Às vezes eu tenho que dar a mesma disciplina diversas vezes, mas eu sempre me preparo novamente. A maior parte do sucesso advém da energia que eu coloco nessas aulas.

Outra coisa que notei, durante a pandemia de Covid-19, é que o trabalho em equipe é extremamente importante. Quando não existe a possibilidade de se encontrar com as pessoas para discutir os problemas, há um impacto real —não necessariamente nas notas, mas na qualidade das soluções.

Muitas provas eram intrincadas, iam pelos caminhos mais difíceis. Mas quando os estudantes conversam entre si, geralmente chegam juntos à solução mais limpa e elegante. Mesmo a matemática parecendo ser uma atividade individual, esse tipo de comunicação é extremamente importante.

Já esteve no Brasil? O que acha sobre o panorama matemático do país? Estive em 2018, quando fui ao Congresso Internacional de Matemáticos, no Rio, onde fiquei por uma semana. Também passei alguns dias em São Paulo. No Impa (Instituto de Matemática Pura e Aplicada), há um excelente grupo de jovens matemáticos com trabalhos também em análise, Teoria dos Números e otimização.

O Brasil também tem o medalhista Fields Artur Avila, que também trabalha aqui na Suíça —eu em Lausanne e ele, em Zurique. A matemática brasileira está se tornando muito forte. É um exemplo interessante para outros países de como cultivar uma geração de matemáticos talentosos.

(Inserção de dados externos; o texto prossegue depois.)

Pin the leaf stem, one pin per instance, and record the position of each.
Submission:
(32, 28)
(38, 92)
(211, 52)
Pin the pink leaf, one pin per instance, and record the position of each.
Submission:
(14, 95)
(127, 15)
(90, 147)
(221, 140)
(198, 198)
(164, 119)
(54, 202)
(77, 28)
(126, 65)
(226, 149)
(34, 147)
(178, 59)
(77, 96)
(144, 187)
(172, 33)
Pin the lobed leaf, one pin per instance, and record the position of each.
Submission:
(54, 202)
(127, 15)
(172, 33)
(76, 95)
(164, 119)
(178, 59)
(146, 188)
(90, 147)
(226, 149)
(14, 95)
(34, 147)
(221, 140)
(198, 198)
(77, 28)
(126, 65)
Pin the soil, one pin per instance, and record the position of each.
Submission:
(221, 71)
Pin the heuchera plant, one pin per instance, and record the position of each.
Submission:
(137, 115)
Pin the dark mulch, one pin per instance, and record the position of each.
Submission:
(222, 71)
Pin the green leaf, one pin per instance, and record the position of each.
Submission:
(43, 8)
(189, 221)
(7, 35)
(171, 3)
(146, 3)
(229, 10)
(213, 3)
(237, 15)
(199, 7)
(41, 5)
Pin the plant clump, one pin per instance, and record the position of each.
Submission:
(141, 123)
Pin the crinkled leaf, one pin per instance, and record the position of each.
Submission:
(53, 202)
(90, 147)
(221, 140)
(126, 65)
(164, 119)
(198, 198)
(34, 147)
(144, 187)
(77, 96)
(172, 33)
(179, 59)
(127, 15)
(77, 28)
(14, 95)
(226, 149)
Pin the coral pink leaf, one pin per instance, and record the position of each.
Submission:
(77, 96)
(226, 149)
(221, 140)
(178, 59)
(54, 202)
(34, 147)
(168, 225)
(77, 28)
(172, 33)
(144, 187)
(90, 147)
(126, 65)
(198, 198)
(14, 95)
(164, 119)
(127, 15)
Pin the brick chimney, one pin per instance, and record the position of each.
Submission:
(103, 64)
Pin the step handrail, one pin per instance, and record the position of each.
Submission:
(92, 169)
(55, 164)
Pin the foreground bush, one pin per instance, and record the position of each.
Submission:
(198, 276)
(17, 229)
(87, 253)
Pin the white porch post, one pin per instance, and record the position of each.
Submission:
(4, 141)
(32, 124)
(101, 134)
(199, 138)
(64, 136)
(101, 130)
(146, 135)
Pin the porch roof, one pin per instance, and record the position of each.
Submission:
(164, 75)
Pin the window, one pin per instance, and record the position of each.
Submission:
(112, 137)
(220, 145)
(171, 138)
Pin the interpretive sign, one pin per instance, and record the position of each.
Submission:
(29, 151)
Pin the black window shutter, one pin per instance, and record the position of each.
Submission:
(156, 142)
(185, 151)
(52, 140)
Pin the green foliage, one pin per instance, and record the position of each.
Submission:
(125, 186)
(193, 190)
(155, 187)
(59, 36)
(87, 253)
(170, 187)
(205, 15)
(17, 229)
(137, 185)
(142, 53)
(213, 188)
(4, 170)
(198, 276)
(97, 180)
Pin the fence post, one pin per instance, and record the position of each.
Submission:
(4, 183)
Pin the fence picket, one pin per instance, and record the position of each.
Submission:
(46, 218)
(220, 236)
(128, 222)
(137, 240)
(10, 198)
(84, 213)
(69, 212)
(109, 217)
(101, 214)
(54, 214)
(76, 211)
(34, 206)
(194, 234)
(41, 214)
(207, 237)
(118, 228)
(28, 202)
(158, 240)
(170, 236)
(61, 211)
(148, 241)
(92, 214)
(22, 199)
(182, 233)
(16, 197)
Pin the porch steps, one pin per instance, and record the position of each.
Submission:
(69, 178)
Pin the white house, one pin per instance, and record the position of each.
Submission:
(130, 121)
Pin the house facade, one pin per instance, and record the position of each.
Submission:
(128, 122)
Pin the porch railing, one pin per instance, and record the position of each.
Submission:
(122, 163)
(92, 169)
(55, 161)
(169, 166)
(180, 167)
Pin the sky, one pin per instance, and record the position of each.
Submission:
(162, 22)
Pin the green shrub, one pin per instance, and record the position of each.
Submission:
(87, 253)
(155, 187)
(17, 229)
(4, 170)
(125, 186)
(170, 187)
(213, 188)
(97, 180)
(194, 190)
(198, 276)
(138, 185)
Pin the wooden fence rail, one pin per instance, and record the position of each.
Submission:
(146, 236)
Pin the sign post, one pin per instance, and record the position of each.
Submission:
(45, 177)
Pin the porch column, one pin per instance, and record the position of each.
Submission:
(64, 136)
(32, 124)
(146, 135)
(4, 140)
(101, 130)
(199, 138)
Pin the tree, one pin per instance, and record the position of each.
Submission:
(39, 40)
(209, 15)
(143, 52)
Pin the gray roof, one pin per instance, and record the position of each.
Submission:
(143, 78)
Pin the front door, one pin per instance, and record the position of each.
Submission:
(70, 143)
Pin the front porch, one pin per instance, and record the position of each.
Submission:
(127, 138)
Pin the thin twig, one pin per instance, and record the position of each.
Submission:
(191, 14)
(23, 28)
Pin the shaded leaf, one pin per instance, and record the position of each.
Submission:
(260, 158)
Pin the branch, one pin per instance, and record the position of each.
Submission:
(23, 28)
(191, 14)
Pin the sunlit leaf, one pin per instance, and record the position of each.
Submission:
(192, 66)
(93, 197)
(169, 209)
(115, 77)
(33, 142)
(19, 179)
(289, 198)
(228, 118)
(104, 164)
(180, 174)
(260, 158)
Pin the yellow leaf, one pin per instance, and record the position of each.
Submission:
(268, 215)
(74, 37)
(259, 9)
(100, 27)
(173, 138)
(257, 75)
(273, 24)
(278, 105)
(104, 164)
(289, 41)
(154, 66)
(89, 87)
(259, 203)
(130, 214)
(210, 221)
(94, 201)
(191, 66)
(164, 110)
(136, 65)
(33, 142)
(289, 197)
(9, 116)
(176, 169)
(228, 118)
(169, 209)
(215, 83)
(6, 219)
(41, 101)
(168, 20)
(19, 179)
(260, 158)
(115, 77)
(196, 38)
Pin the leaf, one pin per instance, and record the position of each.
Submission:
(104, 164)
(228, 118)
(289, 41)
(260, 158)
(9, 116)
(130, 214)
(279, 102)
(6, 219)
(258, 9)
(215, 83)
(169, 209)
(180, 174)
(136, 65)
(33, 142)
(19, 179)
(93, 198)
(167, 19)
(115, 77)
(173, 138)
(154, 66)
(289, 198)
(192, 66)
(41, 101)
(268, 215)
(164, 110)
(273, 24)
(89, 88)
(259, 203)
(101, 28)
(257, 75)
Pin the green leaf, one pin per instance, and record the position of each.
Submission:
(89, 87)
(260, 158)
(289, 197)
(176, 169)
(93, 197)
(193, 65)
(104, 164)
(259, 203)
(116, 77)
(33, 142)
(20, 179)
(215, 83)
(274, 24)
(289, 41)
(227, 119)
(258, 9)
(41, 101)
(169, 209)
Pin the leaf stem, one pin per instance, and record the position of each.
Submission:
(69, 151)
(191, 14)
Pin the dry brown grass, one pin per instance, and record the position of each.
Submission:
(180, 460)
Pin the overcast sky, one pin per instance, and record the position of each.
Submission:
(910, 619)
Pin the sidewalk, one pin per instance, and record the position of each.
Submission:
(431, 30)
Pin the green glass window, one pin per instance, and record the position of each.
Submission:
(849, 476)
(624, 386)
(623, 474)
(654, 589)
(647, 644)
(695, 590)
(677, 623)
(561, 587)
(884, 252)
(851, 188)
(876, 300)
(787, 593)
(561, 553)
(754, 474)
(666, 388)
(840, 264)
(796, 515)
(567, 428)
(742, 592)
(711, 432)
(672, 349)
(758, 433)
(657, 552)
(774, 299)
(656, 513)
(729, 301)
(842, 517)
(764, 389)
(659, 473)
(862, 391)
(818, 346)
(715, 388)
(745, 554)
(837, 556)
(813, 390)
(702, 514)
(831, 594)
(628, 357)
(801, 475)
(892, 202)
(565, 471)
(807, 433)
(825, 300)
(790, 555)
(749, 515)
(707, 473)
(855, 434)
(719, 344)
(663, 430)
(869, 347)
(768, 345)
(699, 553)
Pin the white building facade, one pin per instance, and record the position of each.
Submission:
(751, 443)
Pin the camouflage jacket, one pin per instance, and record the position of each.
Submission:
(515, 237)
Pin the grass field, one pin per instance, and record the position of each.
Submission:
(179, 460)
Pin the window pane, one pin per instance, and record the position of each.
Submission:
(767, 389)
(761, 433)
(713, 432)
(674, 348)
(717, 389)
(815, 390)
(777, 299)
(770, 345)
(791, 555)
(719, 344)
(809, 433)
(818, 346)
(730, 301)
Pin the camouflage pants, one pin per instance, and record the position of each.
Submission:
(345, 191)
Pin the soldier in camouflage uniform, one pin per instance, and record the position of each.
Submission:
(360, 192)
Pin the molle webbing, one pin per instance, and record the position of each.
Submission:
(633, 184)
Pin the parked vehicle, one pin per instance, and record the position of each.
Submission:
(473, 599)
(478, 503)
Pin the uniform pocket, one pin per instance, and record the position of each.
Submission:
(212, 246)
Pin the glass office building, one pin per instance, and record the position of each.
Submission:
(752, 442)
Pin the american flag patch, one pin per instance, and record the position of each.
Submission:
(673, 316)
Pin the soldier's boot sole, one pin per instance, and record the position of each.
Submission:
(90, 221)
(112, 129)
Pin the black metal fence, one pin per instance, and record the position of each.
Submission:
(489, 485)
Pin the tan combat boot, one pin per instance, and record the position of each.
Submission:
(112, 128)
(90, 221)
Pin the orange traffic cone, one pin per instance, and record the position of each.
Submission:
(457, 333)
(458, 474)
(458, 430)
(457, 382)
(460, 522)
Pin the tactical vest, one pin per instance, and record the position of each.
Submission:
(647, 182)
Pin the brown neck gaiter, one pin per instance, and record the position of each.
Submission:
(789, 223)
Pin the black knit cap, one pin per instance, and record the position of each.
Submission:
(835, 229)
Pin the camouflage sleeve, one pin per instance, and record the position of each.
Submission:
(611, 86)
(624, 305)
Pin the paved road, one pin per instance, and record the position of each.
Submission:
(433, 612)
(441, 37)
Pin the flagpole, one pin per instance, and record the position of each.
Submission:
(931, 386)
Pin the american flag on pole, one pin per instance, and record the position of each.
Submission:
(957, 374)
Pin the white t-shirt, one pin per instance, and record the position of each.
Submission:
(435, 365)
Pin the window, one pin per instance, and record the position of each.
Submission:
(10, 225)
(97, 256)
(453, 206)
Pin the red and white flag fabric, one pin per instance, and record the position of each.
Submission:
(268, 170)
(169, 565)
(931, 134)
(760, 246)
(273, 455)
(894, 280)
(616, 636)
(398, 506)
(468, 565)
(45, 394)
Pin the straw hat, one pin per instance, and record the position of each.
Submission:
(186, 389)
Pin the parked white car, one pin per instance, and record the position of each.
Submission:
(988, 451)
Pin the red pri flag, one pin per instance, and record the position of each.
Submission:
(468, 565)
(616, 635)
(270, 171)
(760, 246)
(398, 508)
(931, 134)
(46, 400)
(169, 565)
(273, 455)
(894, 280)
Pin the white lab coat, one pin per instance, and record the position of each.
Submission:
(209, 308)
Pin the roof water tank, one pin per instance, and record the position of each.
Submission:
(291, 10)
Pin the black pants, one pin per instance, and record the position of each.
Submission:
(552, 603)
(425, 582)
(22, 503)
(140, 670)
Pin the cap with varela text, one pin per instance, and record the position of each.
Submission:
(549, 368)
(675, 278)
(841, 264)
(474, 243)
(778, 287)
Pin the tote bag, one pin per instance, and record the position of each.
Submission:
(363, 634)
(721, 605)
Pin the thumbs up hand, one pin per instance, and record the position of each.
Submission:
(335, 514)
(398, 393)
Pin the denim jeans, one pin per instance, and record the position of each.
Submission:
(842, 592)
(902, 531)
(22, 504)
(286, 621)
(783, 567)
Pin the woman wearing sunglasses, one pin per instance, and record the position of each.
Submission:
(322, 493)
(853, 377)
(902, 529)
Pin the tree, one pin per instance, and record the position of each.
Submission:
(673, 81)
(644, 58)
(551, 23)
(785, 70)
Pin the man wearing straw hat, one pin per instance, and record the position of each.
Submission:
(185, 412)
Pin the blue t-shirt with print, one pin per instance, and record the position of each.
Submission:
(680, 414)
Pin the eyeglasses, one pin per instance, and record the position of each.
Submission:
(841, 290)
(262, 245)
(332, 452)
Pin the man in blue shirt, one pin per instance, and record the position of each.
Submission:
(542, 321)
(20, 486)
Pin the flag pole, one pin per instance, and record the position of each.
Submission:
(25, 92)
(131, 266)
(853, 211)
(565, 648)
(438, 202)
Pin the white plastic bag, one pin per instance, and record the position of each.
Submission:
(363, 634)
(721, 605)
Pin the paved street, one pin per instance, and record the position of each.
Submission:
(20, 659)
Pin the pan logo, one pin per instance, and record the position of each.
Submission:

Os ganhadores da Medalha Fields, da esq. para a dir.: Maryna Viazovska, o britânico James Maynard, o americano-sul-coreano June Huh e o francês Hugo Duminil-Copin - Vesa Moilanen/Lehtikuva -5.jul.22/AFP

Como a guerra na Ucrânia tem afetado você e sua família? Penso que todo ucranino foi foi afetado. Meus pais e meus avós estão lá e, infelizmente, tudo se tornou uma zona de guerra. A situação no leste é pior, mas houve mísseis em Kiev no distrito em que cresci, onde estão amigos, vizinhos e outras pessoas que conheço desde a infância. É uma situação muito difícil.

A comunidade científica internacional tem auxiliado muito a Ucrânia neste período. Eu gostaria de agradecer a quem ajudou os ucranianos, os cientistas ucranianos, os refugiados…

A matemática brasileira está se tornando muito forte. É um exemplo interessante para outros países de como cultivar uma geração de matemáticos talentosos

Maryna Viazovska

pesquisadora

O que mudou na sua vida após ganhar a Medalha Fields? Acho que você ganha mais trabalho [risos]. Existe muita atenção, e isso é muito bom. Mas também o número de responsabilidades aumenta. Uma coisa um tanto paradoxal é que fica mais difícil achar tempo para se dedicar à matemática. Mas tenho brigado contra isso, já que não penso que seja justo [risos].

E a sra. é apenas a segunda mulher a receber a Medalha Fields. Como pensa que isso pode impactar a vida de garotas que se interessam por matemática e ciências? Entendo que servir de exemplo é algo que pode ajudar. Além disso, é fundamental que haja suporte e encorajamento da família e das pessoas que tenham importância na vida das garotas e das jovens mulheres.

O talento é uniformemente distribuído entre gêneros, etnias, nacionalidades… Para mim, isso não é um teorema que eu tenha que provar —é um axioma, um princípio. Quando vemos que os números não estão batendo, ou seja, que essas pessoas não estão adequadamente representadas, significa que temos um problema que, como sociedade, devemos trabalhar para reverter.


Raio-X

Maryna Viazovska, 38

Ucraniana está entre os vencedores da última edição da Medalha Fields, prêmio matemático de maior prestígio, por resolver o problema de empacotamento de esferas em dimensão 8, sendo apenas a segunda mulher a receber a láurea. Formou-se em matemática na Universidade de Kiev (2005), realizou o mestrado na Universidade Técnica de Kaiserslautern, na Alemanha (2007), e o doutorado na Universidade de Bonn e no Max Planck Institute (2013), no mesmo país. Desde 2017 trabalha na EPFL (Escola Politécnica Federal de Lausanne), na Suíça, onde hoje é professora titular.